Data. The new oil. In that you wouldn’t want to cover a puffin in the stuff.
The current obsession with data is predicated on one major assumption: that the data that organisations have amassed has some sort of integrity. If it doesn’t, then its value is dubious.
I have started to make a distinction between organic and synthetic data. Organic data is that that comes from naturally occurring observational data: temperature recordings, weights, dimensions and maybe even things like bank balances, exchange rates or stock prices. Synthetic data, however, is the meta-data that is associated to organic data in systems and requires some sort of human subjective judgement to be created. The classification of type of spend contained in a purchase order, for example.
Why make this distinction? Well, because whilst the synthetic data is often crucial to the exploitation of data for other things. If you can’t associate meaning to your data, then you can do much with it. Semantics are everything. I’m wondering if much of the synthetic meta-data that exists in corporate systems is meaningless guff.
I recently did a piece of work looking at the classification of spending across constituent parts of a federated organisation. Each of the subsidiaries had their own Finance system and associated processes to manage the flow of cash in and out of the organisation. We were looking to see if we could extract that spending information from the multiple systems and then map them to a set of consistent spend categories so that we could get a picture across the whole of the group.
The theory was that if we could find the classifications that existed across each of the organisations, we could then map them, Rosetta Stone-like, to a standard schema. As we spoke to each of the organisations we started to realise that there may be a problem.
The classification systems that were in use weren’t being managed to achieve integrity of data, but instead to deliver short-term operational needs. In most cases the classification was a drop-down list in the Finance system. It hadn’t been modelled – it just evolved over time, with new codes being added as necessary (and old ones not being removed because of previous use). Moreover, the classifications weren’t consistent. In the same field information would be encapsulated in various ways.
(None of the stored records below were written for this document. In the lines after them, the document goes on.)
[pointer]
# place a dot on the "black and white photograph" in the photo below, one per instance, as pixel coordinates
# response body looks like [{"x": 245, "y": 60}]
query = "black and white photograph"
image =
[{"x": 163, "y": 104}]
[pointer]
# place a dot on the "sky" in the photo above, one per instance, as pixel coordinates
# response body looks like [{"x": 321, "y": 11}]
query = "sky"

For example, if you wanted to code up a schema to classify your grocery products on a product-by-product basis by the type of foodstuff, it might look something like this:
Fruit
Vegetables
Raw meat
Cured or cooked meat
Dairy
Pasta & Rice
Now that schema looks a little bit the aisles of a supermarket, but actually they’re not (quite). Whilst the aisles certainly group some similar types of food together, the major grouping is the type of storage that is required for the products, something like:
Fresh produce in crates
Chilled products on shelves
Chilled products on trolleys
Ambient products on shelves
Frozen products
And then there could be other classifications required, like for example, whether a product was VAT-rated or not.
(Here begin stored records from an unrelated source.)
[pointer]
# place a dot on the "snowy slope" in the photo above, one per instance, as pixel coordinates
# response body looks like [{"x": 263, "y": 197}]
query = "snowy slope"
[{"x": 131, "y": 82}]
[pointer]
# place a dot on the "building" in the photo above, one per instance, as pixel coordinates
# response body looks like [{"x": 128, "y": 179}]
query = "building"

What we found in the various finance systems were classification systems akin to:
Fruit
Citrus Fruit
Salad
Vegetables
VAT-Rated chilled goods
Meat
Raw Meat
Fresh products retailing at less than £10
Cheese
Other dairy
I’d like to say that I’m hamming this up (sorry, no pun intended until I realised it was one and then I went for it anyway). The reality was just as confused.
But why is this an issue? Well, because if I wanted to map things that have been classified in that final example into one that I showed first, because the data isn’t of the same type it’s next to impossible. Now you might at this point shout “Pareto!” and suggest that the majority of data was correctly coded and the errors would be acceptable.
But that’s assuming that the codes themselves have been used consistently. Without any clear definitions of the codes, though, that’s very hard to tell because every individual classifying data will be doing so on their own interpretation of what the specific codes actually mean. Did I mentioned that nobody had any clear, written definition of the codes?
Which is why I’m increasingly thinking that much of the synthetic metadata that exists in organisations today is probably deeply flawed. Inconsistent classification schemes used subjectively by many different people in many different ways and not being managed in a consistent way other than for the day-to-day operational needs.
As the saying goes, garbage in, garbage out.